Post updated: March 15, 2020
The SpaceX launch slated for Sunday morning from Cape Canaveral, Florida, was scrubbed at T-0 when an engine power issue was discovered. A new launch date and time has not yet been announced. When it does launch, The SpaceX Falcon 9 will carry a payload of approximately 60 SpaceX Starlink satellites into low Earth orbit.
Elon Musk’s Starlink is a constellation of satellites designed to deliver high-speed, low-latency (that is, suitable for gamers) broadband internet across the globe, most significantly to areas that do not have access to broadband internet from traditional providers. The next launch should bring the total number of Starlink satellites in orbit to just over 360.
Because a successful SpaceX mission also involves retrieving the rocket and fairings from drone ships in the Atlantic Ocean, Elon Musk’s team has to consider ocean conditions; rough waters may not prevent a successful launch but could hinder a safe landing for the reusable rockets. Given all these factors, launch dates change frequently.
Note: Check out the Space.com Space Calendar for updated launch information as it becomes available. It is a great resource for SpaceX fans!
When Can I Buy Starlink Internet?
Elon Musk has said 400 Starlink satellites can provide “minor” broadband coverage, and 800 satellites can deliver moderate coverage. That means we are getting closer to widespread adoption of the low-latency, broadband Internet service. SpaceX has said it could roll out the service in Canada and the northern U.S. by mid-2020, but the company isn’t taking orders yet.
On October 22, 2019, Musk tested the service, delivering a tweet saying, simply: “Whoa. It worked.” He sent the tweet using internet service provided by a Starlink terminal in his home.
But for those of us, like my husband (who also writes about space and technology for GTG) and I, who are wondering, “When can I buy Starlink internet?” the answer is: Not soon enough.
That is to say, so far SpaceX has not put a Starlink internet subscription service up for pre-sale.
For now, we will have to settle for seeking out those bright lights in the sky and waiting for the day when we are no longer tethered to big conglomerates like Verizon, Time Warner, or Altice / Cable for broadband internet access.
Where Can I View Starlink Satellites?
Since the closest we can get to Starlink internet service right now is searching for those satellites in the sky, exactly where can we view Starlink satellites?
The best time to view the array is right after a launch, when they are clustered together and appear as a string of sparkling pearls in the sky.
After the launch, the satellites start to spread out.
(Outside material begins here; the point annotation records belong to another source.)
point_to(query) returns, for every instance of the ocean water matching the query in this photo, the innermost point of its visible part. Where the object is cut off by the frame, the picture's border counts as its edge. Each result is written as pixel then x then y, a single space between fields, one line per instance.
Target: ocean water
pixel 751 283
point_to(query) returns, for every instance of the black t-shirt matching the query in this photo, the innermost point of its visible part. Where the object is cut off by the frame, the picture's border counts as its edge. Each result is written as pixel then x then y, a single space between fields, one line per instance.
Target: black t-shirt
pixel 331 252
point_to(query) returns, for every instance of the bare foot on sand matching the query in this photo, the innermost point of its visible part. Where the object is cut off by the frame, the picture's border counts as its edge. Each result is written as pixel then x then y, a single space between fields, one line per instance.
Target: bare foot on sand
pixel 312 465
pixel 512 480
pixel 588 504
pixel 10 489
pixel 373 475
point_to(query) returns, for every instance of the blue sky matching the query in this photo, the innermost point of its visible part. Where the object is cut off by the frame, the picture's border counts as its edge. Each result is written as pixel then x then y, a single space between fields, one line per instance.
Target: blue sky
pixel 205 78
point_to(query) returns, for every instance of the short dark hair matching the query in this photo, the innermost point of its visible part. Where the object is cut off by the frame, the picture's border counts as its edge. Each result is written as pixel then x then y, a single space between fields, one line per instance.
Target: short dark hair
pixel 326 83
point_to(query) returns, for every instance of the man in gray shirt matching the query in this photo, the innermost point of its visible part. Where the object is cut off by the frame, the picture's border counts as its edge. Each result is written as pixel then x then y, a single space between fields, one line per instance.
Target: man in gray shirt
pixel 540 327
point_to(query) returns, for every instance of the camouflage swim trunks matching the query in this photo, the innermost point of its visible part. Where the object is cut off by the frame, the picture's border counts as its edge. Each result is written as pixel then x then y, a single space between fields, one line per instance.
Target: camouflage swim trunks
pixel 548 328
Of course, it’s easier to see a collection of objects in the sky than a single light, which can be mistaken for a star or planet.
The good news is you do not need a high-end telescope, or any telescope, for that matter, to spot Starlink satellites – just a clear, dark sky. Of course, you also need to know where to look for SpaceX Starlink satellites.
Fortunately, several websites can help you track objects in the night sky, including Heavens-Above.com, CalSky, and N2YO.
I find N2YO extremely intuitive to use. Just type in the satellite you’re looking for. If you type in Starlink, you’ll need to select the launch date. You’ll see a map of your area, with a yellow line clearly marking the path of the satellites. Will Starlink pass over your area following the next launch?
The previous batch of satellites, launched on February 17, included two treated with anti-reflective coating, making them harder or impossible to see. Astronomers have complained that the satellites could ruin their observations of the night sky. If the new coating works, chances to view Starlink in orbit could be limited – even with a total of 12,000 satellites or more ultimately providing high-speed, low-latency, gaming-quality internet to nearly every region of the world.
Will you be watching the night sky March 11 to catch a glimpse of Starlink?